No doubt you’ve realised I ‘m trying to cash in on the global fame of other well-known prediction experts such as Paul the Octopus, Nelly the Elephant and Achilles the Cat. If these names are unknown to you, let me explain… Paul achieved Global Guestimation Glory eight years ago when he correctly predicted the results of footie matches during the 2010 World Cup. His success rate was reported as 85% which is impressive. Before each match, he was given two glass jars with tasty fishy snippets inside. Each jar was labelled with the opposing teams’ colours and whichever one he opened first was forecast as the winner. His foretelling success brought him fan emails and tweets from around the world but it also brought him hate mail and an outbreak of nasty online trolls. When Paul correctly predicted that Germany would beat Argentina, a top Argentine chef posted an octopus recipe on Facebook. Fans of opposing countries even sent him sushi-related death threats. Sadly, Paul has now passed away from natural causes in his aquarium tank in Germany, but I am paying homage to him here because we desperately need an accurate forecaster like Paul to tell us what’s going to happen in the World and also because (somewhat surprisingly) he was born at Sea Life in Weymouth. So, he’s definitely a local hero.

Nelly the Elephant had a bit of success in Euro 2008 when she kicked a football into labelled goals and she was followed by Predictaroo the Kangaroo who did so well at the fortune hopping game that she ended up with over 16,000 followers on Twitter. Yes, really—it’s true, but neither could match Paul’s celebrity status. And this year’s recent World Cup was disgraced by the arrival of Achilles the Cat, a congenitally deaf white moggy who (according to his Russian owner) was more accurate because his deafness makes him able to concentrate on the match in hand… This (you will be glad to know) was utter rubbish as his success rate plummeted to under 50% after Russia was eliminated.

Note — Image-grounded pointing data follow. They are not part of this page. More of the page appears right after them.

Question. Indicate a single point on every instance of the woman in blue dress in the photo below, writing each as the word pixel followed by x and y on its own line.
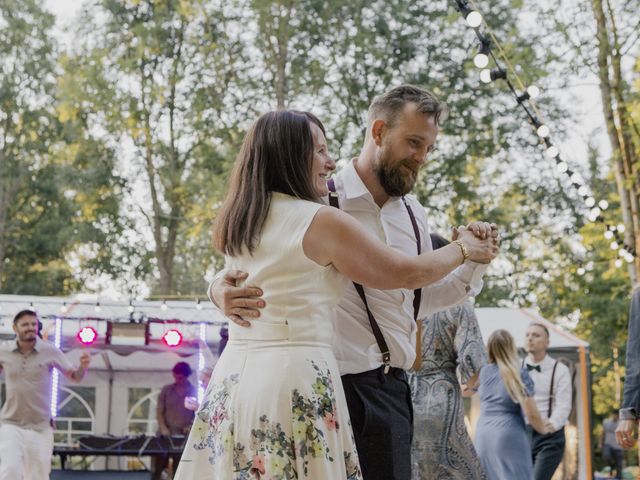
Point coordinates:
pixel 505 391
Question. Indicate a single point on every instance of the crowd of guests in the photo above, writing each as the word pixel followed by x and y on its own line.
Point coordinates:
pixel 336 289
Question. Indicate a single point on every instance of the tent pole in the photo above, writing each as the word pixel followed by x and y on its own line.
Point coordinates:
pixel 585 383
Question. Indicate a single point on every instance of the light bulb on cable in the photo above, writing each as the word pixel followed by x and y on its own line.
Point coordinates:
pixel 474 19
pixel 481 60
pixel 543 131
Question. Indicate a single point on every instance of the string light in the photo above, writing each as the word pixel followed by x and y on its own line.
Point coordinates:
pixel 55 374
pixel 553 151
pixel 543 131
pixel 474 19
pixel 481 60
pixel 533 91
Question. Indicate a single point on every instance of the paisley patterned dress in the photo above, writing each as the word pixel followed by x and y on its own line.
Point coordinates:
pixel 452 352
pixel 275 408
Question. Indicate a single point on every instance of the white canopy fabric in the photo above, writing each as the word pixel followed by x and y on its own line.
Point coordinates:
pixel 115 370
pixel 569 348
pixel 516 321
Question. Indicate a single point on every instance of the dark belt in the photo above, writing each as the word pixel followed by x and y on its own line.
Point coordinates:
pixel 399 373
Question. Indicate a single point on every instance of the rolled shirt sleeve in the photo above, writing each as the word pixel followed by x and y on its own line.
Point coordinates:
pixel 631 399
pixel 562 400
pixel 62 363
pixel 464 282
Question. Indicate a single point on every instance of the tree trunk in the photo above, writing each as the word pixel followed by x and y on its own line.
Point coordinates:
pixel 611 90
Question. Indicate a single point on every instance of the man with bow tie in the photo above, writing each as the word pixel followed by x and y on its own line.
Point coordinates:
pixel 553 398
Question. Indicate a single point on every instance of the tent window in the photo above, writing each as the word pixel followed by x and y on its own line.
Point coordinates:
pixel 141 418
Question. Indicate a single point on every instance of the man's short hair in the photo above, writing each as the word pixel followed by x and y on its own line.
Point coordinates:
pixel 24 313
pixel 182 368
pixel 542 326
pixel 391 103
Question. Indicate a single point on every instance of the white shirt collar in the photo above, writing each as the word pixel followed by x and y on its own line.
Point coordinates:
pixel 546 359
pixel 353 186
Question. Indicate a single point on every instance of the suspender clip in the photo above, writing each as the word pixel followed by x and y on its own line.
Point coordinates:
pixel 386 358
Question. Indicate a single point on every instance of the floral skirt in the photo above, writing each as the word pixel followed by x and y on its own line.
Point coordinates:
pixel 273 410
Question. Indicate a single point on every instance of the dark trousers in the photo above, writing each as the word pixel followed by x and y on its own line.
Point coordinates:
pixel 548 451
pixel 382 419
pixel 613 457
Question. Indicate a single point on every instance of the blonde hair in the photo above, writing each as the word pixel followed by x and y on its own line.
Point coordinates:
pixel 502 351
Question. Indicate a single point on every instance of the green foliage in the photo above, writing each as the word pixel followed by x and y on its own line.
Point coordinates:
pixel 54 198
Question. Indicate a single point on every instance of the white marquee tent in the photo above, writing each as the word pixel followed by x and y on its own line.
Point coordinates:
pixel 577 463
pixel 118 395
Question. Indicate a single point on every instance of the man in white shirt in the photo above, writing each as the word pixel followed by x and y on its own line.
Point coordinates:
pixel 402 128
pixel 553 398
pixel 26 433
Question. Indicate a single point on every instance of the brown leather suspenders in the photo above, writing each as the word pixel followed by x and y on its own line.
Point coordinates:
pixel 375 328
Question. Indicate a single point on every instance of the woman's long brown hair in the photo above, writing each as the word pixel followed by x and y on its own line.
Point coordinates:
pixel 276 156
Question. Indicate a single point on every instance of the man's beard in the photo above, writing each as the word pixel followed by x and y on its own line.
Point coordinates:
pixel 394 180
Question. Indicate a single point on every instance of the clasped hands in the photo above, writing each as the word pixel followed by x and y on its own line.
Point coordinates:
pixel 482 240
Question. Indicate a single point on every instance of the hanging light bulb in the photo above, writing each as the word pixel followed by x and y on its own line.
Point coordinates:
pixel 543 131
pixel 553 151
pixel 474 19
pixel 533 92
pixel 481 60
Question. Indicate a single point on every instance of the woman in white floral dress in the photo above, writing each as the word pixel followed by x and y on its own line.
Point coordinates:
pixel 275 407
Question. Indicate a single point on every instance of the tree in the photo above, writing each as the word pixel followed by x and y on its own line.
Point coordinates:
pixel 158 78
pixel 54 201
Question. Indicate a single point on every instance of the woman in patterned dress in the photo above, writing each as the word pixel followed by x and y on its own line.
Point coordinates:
pixel 275 408
pixel 506 390
pixel 452 354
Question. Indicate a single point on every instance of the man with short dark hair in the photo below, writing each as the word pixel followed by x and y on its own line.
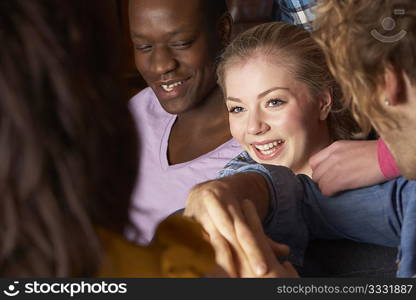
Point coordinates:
pixel 182 117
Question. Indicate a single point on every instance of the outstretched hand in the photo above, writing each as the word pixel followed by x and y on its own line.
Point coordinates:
pixel 234 226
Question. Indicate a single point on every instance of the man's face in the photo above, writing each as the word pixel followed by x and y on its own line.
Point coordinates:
pixel 175 51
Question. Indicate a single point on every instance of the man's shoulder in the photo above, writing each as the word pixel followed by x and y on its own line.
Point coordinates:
pixel 145 103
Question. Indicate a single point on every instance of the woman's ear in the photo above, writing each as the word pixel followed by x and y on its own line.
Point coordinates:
pixel 225 27
pixel 325 106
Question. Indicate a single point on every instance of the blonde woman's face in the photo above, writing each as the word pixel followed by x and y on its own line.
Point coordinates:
pixel 274 116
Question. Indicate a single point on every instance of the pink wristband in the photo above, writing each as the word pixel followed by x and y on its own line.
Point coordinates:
pixel 386 161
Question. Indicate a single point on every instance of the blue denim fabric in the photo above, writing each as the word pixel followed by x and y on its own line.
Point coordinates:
pixel 383 214
pixel 298 12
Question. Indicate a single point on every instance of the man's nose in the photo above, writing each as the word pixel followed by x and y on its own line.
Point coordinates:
pixel 163 61
pixel 256 124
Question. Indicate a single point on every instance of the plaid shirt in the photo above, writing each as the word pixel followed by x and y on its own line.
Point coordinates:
pixel 298 12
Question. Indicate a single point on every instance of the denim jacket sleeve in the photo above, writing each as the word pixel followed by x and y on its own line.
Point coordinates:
pixel 284 222
pixel 383 214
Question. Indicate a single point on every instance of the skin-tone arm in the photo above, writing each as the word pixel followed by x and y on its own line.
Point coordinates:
pixel 270 249
pixel 346 165
pixel 217 205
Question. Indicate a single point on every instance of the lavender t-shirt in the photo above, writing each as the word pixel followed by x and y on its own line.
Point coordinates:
pixel 161 189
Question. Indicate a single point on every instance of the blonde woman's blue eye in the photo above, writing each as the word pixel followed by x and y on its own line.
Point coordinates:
pixel 235 109
pixel 275 102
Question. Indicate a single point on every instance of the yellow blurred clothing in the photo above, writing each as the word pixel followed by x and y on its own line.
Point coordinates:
pixel 179 249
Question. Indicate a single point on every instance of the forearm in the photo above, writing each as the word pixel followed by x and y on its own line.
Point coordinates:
pixel 247 185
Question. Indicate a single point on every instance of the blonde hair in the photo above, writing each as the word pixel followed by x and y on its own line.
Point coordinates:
pixel 294 47
pixel 359 45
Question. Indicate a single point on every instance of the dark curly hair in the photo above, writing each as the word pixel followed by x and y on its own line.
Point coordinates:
pixel 68 145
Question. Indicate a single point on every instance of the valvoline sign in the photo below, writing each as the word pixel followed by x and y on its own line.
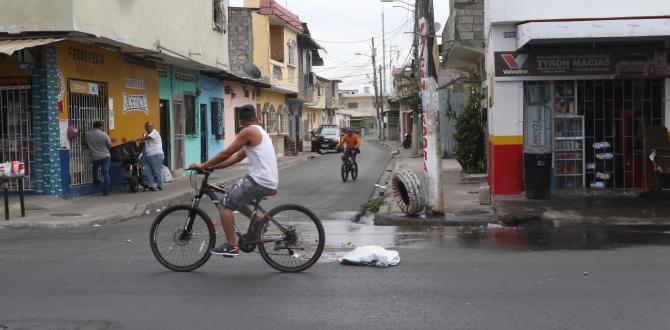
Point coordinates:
pixel 613 62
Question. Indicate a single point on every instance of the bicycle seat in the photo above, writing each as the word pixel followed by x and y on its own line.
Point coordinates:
pixel 272 193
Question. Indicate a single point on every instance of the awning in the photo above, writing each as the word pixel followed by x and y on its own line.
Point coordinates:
pixel 589 30
pixel 11 45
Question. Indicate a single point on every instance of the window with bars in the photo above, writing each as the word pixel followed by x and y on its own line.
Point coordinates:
pixel 162 70
pixel 219 16
pixel 276 73
pixel 190 119
pixel 292 54
pixel 184 75
pixel 217 117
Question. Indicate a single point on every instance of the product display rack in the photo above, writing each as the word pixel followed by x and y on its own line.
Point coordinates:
pixel 568 138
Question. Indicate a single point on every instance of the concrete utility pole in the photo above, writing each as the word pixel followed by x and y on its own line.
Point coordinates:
pixel 381 100
pixel 432 160
pixel 374 73
pixel 383 79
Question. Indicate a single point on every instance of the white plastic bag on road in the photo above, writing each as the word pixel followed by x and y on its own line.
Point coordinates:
pixel 167 175
pixel 372 255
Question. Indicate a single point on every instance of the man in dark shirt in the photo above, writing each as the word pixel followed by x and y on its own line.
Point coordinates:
pixel 98 143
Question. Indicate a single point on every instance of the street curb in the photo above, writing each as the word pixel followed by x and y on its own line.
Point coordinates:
pixel 381 181
pixel 400 219
pixel 137 211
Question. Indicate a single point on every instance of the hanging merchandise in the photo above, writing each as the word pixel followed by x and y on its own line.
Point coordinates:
pixel 605 156
pixel 598 185
pixel 603 176
pixel 601 145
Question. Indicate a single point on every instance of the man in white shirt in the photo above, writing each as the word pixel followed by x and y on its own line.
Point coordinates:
pixel 152 157
pixel 254 143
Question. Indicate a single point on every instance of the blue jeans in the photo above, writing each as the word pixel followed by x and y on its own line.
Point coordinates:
pixel 153 168
pixel 107 181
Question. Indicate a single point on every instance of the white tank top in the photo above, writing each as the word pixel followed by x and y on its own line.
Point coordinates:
pixel 263 161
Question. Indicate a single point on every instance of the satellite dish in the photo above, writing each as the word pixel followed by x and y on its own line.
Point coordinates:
pixel 252 70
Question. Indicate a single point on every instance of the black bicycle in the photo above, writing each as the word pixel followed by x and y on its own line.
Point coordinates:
pixel 349 167
pixel 290 238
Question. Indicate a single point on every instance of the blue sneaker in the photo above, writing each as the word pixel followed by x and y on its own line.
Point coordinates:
pixel 226 250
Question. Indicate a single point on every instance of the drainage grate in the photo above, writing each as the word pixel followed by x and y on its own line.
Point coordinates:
pixel 65 214
pixel 472 212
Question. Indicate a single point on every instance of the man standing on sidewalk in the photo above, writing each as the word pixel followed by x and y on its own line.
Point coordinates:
pixel 152 159
pixel 98 143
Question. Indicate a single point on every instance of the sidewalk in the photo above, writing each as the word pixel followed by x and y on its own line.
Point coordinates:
pixel 53 212
pixel 461 198
pixel 584 208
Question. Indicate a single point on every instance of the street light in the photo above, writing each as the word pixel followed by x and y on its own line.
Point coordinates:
pixel 407 3
pixel 405 8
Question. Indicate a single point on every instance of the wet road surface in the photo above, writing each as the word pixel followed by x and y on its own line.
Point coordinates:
pixel 448 278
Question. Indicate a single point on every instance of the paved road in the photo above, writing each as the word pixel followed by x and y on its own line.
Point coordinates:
pixel 449 278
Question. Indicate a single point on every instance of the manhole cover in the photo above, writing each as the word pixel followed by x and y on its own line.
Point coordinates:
pixel 66 214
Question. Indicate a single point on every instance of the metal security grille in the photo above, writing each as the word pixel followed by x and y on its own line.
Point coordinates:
pixel 84 109
pixel 16 131
pixel 618 112
pixel 178 127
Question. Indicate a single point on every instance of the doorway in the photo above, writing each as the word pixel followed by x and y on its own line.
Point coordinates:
pixel 178 133
pixel 16 131
pixel 86 106
pixel 203 133
pixel 165 130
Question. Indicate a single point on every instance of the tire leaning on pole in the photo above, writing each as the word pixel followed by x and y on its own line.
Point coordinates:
pixel 407 186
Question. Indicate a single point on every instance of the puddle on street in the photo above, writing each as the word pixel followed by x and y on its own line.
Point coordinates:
pixel 345 235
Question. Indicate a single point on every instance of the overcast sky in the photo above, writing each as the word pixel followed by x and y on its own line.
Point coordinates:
pixel 344 28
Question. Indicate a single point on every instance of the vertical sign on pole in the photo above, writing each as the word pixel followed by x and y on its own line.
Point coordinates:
pixel 432 160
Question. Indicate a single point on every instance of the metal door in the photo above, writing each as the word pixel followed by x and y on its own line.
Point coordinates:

Frankly, they would have had more accurate forecasts if they’d called me. I offered Kipper two identical bowls of dog food labelled England and Panama and he obliged by scoffing the England one in double quick time. As you may recall, England beat Panama 6-1, so that’s what I call a Result! He had other successes too including a warning that Croatia might be rather better than we were led to believe. I could have made a fortune if I’d listened properly to my dog! Obviously certain animals have a gift of second sight and are able to look into the future, so it’s basically a question of finding out which animals are best at it by a process of trial and error.

I would recommend trying all sorts of local wildlife in a bid to uncover any regional prophet(s). Seagulls landing on different coloured cars, mice nibbling bits of cheese, hamsters on wheels going anti or clockwise, goldfish swimming towards or away from marked labels… any method might work. I tried to ask a sheep’s opinion as to whether Brexit would take place next year, but it got bored and went back to gobbling the grass because it took too long to ask the question. I wondered if a passing chaffinch (very handsome) could choose between labelled sunflower seed or suet on my bird table, but it flew off and never returned which made it statistically unreliable. Maybe a slug would offer more accurate predictions, but I rather doubt it. This morning I offered Kipper a food bowl labelled ‘Donald Trump’ but he went straight out to the garden and did a poo. Perhaps this says it all. Only time will tell.